Over the past five years, BOIEDF has consistently maintained an equity exposure between 70–78 per cent, targeting the growth prospects of mid and small-cap stocks. It employs its debt allocation as a stabilising mechanism to counterbalance equity volatility. The fund exits any stock that transitions into the large-cap space, staying true to its mid and small-cap mandate. On average, it has allocated 46 per cent to mid-caps and 31 per cent to small-caps. It applies strict quality filters in small-cap selection, preferring companies with sound business models. To manage liquidity risk, it ensures that 80 per cent of its portfolio can be liquidated within six working days, even under the assumption of just 20 per cent market participation, which limits individual small-cap exposure to 3 per cent.
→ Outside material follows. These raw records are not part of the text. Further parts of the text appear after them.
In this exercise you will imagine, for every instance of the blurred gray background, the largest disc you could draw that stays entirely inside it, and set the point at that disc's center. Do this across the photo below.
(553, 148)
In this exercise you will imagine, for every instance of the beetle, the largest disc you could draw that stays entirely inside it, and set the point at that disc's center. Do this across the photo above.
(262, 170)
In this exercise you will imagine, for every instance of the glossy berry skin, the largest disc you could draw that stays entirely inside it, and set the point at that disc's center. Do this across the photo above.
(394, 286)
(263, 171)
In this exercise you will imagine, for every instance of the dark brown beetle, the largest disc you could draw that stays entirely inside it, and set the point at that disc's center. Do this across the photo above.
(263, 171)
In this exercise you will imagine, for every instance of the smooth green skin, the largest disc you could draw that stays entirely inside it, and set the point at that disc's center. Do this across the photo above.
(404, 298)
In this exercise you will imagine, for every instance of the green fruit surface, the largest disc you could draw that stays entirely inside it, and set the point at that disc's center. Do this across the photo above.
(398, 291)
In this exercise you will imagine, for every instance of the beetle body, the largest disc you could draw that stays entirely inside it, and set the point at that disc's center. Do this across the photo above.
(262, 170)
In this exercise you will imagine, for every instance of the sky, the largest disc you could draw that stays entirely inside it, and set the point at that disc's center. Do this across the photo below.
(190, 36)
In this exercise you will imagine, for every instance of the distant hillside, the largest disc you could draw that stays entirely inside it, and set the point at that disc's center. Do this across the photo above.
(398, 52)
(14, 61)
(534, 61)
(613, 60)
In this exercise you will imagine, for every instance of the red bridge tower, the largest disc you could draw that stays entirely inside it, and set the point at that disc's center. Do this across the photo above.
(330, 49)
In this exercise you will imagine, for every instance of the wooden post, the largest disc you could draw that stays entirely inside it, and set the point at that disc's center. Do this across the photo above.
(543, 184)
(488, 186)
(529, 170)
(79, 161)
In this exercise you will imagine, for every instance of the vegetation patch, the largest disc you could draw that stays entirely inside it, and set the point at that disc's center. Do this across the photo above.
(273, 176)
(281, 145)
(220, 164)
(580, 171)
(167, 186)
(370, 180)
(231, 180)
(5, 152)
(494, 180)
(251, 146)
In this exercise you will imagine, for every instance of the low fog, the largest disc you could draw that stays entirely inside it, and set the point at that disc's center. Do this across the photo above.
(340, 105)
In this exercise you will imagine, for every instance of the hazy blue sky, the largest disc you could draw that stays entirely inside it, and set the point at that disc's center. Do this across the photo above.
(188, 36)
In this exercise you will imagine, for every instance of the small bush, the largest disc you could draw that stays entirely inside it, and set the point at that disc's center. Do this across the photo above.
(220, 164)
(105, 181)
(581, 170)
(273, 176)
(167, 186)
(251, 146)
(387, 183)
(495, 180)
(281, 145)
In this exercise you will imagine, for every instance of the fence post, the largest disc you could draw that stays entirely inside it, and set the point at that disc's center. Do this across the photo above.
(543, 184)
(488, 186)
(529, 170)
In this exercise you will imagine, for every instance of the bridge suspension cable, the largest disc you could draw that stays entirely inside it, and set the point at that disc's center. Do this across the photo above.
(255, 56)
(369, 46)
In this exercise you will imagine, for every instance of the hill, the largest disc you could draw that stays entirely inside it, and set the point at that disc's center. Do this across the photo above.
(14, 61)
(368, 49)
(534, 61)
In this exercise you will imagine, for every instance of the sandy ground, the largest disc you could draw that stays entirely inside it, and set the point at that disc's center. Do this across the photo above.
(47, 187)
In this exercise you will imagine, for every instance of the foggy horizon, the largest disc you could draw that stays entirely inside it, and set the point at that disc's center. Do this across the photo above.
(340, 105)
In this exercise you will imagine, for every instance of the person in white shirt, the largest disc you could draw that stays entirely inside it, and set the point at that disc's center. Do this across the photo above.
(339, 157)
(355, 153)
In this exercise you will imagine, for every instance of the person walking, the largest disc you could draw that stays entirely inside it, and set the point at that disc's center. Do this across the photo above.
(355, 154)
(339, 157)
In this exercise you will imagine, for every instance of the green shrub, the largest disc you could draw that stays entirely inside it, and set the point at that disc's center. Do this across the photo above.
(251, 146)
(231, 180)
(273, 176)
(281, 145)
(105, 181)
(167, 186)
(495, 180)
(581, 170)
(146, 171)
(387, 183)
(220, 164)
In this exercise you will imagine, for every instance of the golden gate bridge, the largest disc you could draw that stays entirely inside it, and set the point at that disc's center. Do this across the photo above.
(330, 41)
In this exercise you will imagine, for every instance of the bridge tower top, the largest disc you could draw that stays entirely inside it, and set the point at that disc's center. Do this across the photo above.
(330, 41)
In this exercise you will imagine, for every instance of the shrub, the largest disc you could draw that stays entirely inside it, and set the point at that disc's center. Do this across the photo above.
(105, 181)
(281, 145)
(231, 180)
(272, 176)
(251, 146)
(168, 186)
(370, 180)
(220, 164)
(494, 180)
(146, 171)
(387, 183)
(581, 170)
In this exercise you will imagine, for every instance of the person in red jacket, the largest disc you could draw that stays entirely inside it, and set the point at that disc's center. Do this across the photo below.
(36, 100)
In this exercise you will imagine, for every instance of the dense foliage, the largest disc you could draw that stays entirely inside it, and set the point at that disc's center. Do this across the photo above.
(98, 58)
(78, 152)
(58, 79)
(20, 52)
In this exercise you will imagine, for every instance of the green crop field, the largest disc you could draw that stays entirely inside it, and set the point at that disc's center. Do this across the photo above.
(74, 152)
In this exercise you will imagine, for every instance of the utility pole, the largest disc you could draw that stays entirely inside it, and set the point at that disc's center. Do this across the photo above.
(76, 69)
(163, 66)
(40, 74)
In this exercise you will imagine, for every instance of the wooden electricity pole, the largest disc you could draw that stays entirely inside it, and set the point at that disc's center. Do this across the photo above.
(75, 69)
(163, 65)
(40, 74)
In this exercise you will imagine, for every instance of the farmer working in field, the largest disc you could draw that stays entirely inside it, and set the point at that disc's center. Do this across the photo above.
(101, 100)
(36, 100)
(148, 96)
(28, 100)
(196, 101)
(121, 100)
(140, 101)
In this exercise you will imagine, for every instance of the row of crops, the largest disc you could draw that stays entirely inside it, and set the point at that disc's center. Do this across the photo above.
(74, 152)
Disciplined stock selection
BOIEDF’s stock picking is based on financial parameters such as return on equity, cash flow strength, and a qualitative analysis of business sustainability and competitive edge. Currently, the portfolio leans towards domestic themes, in alignment with government-led capital expenditure. The fund favours infrastructure, power, and consumer discretionary sectors while being selective in financial services, non-consumer discretionary, and IT. Diversification is maintained with the fund holding between 40 and 68 stocks over the past five years.
Debt as a volatility cushion
Managed by Alok Singh, who oversees both the equity and debt sides, the fund adopts a conservative debt strategy. It prefers short-duration instruments with tenures of 1–2 years, largely in AAA and AA+ rated securities, deliberately avoiding high-yield credit bets. The debt allocation is passively held but tactically deployed to manage liquidity and reduce volatility. This structure allows the fund to absorb market shocks better and take advantage of opportunities without needing to sell equity holdings under pressure.
Performance
The fund has delivered commendable performance during bull phases such as August 2020 to December 2021 and August 2022 to December 2024. However, it lagged behind peers during market corrections, notably in the downturn between December 2024 and March 2025, when it posted a return of -17 per cent compared to the category average of -13 per cent. Despite this, its long-term performance remains robust, with five-year rolling returns averaging 18 per cent annually, well above the category average of 13 per cent. These returns have varied between 9 per cent and 30 per cent. However, this outperformance comes with higher volatility; the fund’s annualised standard deviation of 15.7 per cent is the second highest in the category, compared to the average of 11.7 per cent.
The expense ratio for the regular plan is 2.08 per cent, close to the category average of 2.03 per cent, while the direct plan is slightly cheaper at 0.77 per cent, below the category norm of 0.83 per cent.
Who should consider?
Several other aggressive hybrid schemes, such as LIC MF, HSBC, and JM Aggressive Hybrid, also maintain notable mid and small-cap allocations, with exposures of up to 35 per cent. BOIEDF, with its significantly higher 71 per cent exposure, stands out as a high-risk, high-reward option. Despite its eye-popping returns during market rallies, the fund is not suitable for investors with a low-risk appetite. For those hesitant to commit fully to mid and small-cap funds due to volatility, this fund offers a middle path: growth potential with some degree of stability. It can also serve as a suitable addition to the portfolio of long-term investors aiming for better risk-adjusted returns while keeping mid and small-cap exposure at a manageable level.